For starters, removing the hair seems to work much better than using clipseg (the hair is more blond!). But other than that, the strength value is ignored, as the results are the same.

One conclusion that I've reached is that the strength option (-f) only makes things worse for the inpainting model. I am thinking of ignoring its value and using 1.0.

Does -f affect the final result then, @lstein ? I would've thought we ignore -f given the results.
"miranda kerr with blonde hair" -W512 -H512 -C7.5 -S3031912972 -I mirkerr.png -M mirkerr_mask.png -f0.01 (but also -f0.99 and -f0.75)

Any-Winter-4079 · 2022-10-25T22:51:03Z

Oh, by the way. When using inpaint_st.py, the other day I could load a Dreambooth .ckpt as main model (in my case, to define the style) and use 1.5 inpainting on top. So it's like using 2 models at the same same time.

I'm not sure how to do this now that 1.5 inpainting is the main model.
I mean, I would've sworn I was using both simultaneously. I''ll check again just to be sure.
...

I''ll check again just to be sure.

Yeah, not sure how could I have done it. It probably was Dreambooth .ckpt + regular img2img on that model.
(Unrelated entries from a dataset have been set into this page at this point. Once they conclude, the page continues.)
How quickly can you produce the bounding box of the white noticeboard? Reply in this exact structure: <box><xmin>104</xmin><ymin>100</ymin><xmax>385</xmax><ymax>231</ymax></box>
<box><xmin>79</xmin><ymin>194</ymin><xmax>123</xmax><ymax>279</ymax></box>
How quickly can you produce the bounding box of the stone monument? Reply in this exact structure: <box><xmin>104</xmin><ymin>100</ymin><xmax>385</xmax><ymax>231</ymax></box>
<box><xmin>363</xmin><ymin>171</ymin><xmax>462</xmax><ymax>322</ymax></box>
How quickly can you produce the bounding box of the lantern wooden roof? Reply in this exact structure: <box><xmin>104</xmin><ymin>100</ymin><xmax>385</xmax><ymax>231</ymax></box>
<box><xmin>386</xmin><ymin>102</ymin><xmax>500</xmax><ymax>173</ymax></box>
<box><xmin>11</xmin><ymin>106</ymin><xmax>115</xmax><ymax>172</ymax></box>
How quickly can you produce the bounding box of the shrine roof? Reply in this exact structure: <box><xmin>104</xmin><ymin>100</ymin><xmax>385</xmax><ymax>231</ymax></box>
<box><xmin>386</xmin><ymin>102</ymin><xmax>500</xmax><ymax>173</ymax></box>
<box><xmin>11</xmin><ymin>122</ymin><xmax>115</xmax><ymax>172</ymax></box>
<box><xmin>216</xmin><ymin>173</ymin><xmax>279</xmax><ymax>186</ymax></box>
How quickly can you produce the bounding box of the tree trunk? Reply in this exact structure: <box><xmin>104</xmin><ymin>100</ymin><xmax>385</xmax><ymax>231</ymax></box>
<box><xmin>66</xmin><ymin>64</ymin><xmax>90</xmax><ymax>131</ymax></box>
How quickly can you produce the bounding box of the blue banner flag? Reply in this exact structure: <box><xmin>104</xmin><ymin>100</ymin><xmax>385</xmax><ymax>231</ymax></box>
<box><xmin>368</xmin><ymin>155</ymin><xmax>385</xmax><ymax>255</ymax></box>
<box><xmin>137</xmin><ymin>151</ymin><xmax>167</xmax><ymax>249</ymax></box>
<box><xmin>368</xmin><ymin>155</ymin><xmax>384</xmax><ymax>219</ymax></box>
lstein · 2022-10-26T01:07:39Z

I’ve done img2img slightly wrong. I’m going to remove some code that over constrains the image. This should give us more variability.

The strength parameter is inappropriate for this model and will be disabled. Sorry for the confusion, but it’s taken me some time to realize how the pieces fit together.

Any-Winter-4079 · 2022-10-26T10:43:12Z

1.5-inpaint after 906dafe
Original:

Using mask:
"miranda kerr with blonde hair" -W512 -H512 -C7.5 -S3031912972 -I mirkerr.png -M mirkerr_mask.png

vs. yesterday

Using clipseg:
"blonde hair" -W512 -H512 -C7.5 -S3031912972 -I mirkerr.png -tm "hair"

vs. yesterday

btw I don't see clipseg in the output:
"blonde hair" -s 50 -S 3031912972 -W 512 -H 512 -C 7.5 --fnformat {prefix}.{seed}.png -I mirkerr.png -A k_lms -f 0.75

lstein · 2022-10-26T10:52:51Z

This PR will break both --hires and --embiggen, as they reimplement some low-level image generation steps that don't work with the new model. If you try to use these switches they will be ignored.

I will fix these before marking the PR as ready for merging.

lstein · 2022-10-26T10:57:14Z

No much of a difference between yesterday and today.

What happens to your test image when you raise -C modestly to anything between 10.0 and 15.0?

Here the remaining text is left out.